Comparison with ClimateLearn.
AtmosArena extends ClimateLearn significantly in many dimensions:
- More tasks and evaluation metrics: ClimateLearn supports 3 tasks - weather forecasting, climate downscaling, and climate projection, while AtmosArena additionally provides 5 more tasks - S2S forecasting, extreme weather events detection, climate data infilling, atmospheric chemistry downscaling, and air composition forecasting. In terms of evaluation metrics, ClimateLearn uses RMSE, ACC, and Pearson correlation, while AtmosArena additionally supports SpecDiv for forecasting, and IoU, Precision, Recall, F-1 score, and Specificity for extreme weather events detection.

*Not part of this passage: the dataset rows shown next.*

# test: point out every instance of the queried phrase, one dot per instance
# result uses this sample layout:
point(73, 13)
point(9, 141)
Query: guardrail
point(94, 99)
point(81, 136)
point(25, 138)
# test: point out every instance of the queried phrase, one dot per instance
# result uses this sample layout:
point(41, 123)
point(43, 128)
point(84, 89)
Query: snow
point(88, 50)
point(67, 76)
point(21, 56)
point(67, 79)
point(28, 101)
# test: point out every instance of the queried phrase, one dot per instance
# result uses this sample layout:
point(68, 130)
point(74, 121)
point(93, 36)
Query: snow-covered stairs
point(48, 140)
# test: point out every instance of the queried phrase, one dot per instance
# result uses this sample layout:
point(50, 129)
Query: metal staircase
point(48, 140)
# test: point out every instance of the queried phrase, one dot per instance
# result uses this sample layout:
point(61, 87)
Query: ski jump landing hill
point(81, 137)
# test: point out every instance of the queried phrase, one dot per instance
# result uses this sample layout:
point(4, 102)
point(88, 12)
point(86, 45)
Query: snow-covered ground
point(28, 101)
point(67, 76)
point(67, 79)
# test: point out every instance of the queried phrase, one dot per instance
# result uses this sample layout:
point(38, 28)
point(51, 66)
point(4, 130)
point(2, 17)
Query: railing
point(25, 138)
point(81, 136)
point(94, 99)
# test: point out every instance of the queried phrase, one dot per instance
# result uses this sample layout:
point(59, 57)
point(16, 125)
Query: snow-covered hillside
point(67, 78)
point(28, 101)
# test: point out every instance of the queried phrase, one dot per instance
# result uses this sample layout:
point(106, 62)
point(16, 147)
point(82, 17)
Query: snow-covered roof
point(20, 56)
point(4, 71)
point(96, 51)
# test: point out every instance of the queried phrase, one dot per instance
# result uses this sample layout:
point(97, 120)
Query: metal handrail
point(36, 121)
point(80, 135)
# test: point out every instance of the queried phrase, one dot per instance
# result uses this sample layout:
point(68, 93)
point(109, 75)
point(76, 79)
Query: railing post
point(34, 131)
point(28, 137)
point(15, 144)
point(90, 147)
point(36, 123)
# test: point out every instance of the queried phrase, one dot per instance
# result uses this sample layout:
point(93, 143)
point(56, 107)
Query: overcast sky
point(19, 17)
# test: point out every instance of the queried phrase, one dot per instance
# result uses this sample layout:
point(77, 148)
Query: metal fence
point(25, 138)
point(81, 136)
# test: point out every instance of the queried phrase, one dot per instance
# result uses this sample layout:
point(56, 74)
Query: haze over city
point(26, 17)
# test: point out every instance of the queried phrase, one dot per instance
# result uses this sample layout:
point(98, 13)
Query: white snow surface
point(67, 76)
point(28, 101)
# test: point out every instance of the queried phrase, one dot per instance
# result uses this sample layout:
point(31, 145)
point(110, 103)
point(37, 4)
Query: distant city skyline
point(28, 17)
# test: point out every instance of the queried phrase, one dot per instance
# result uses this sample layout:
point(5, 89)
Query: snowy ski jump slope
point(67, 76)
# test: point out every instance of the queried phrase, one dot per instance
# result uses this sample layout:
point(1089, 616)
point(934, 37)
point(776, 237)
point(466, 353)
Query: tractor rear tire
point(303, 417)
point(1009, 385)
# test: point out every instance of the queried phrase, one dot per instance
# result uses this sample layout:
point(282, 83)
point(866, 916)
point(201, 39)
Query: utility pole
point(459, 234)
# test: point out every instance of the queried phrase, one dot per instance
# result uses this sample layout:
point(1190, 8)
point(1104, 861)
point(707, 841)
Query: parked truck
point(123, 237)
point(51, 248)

- More datasets: ClimateLearn supports 4 datasets - ERA5, CMIP6, ClimateBench, and PRISM. AtmosArena does not have PRISM, but supports Berkeley Earth for infilling, ClimateNet for extreme weather events detection, CAMS Analysis for air composition forecasting, and GEOS-CF for atmospheric chemistry downscaling. Our ERA5 dataset is also at a higher resolution (1.40625deg) compared to ClimateLearn (5.625deg).
- Much stronger models: ClimateLearn implements three standard deep learning models, Resnet, Unet, and ViT, while AtmosArena includes ClimaX and Stormer, two strong models for atmospheric science.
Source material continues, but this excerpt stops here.